Post » Pon lut 04, 2013 11:05 Re: Nasz Pięciokot... cz.17 Pieciokot i ludzkie mlode...

Ayo, cos w tym jest. Tzn. zwraca sie tu uwage, zeby nie przegrzewac dzieci, ale mysle ze Anglicy przeginaja pale w druga strone - widok malusienkiego, 2-3 miesiecznego dziecka, z gola glowa na lodowatym wietrze, z noskiem sino-koperkowym, buraczkowymi uszkami... jakos do mnie nie przemawia. Mysle, ze oni czesto maja w d... i ida na latwizne, bo jak inaczej okreslic, pakowanie dziecka z golym tylkiem (w pampersie oczywiscie), bezposrednio w spiworek na wozku? Do tego kurtka, kaptur kurtki na glowe i gotowe. Fakt, ze jak na ulicy widzimy opatulone dziecko, to pewnie polskie, fakt, ze Polki tez przeginaja bo ledwie sie chlodniej zrobilo, juz dzieci w szalikach, czapkach nacisnietych az po nos... W stosunku do tego czego mnie uczono lat temu 20 bardzo odpuscilam i widze ze to dziala. Karol latem latal bez czapki (a uczono mnie chronic uszka przy najmniejszym wiaterku), dopiero jak zaczal siedziec, zakladalam mu plocienna czapke z daszkiem, ktory rzucal cien na oczka i maly sie nie wkurzal, ale uszy dalej "wietrzyl". Tu zimy nie sa tak mrozne, raczej dzdzyste bardziej i wietrzne, wiec jesli wiatr nie jest silny, zakladam malemu kurtke i bluze z kapturem pod nia, kapturek na lepetyne i gra.
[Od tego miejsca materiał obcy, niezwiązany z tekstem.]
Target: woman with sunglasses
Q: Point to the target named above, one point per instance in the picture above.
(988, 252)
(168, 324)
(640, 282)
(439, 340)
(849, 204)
Ew. ktoras z moich czapek, ale na polska zime one sie nie nadaja bo to po prostu szydelkowe czapule. Tu wazniejsza jest nieprzewiewnosc ciucha niz jego grubosc. Z takich angielskich obyczajow... Dzieci w szkole, wychodza na podworko w gumiaczkach. W zimie. Brrr... Z lekcji nie zwalnia dziecka kaszel czy katarek - jak nie ma goraczki, ma chodzic do szkoly - wiec dzieciarnia tu zazwyczaj zagilana po pas, ale tym sie nikt nie przejmuje.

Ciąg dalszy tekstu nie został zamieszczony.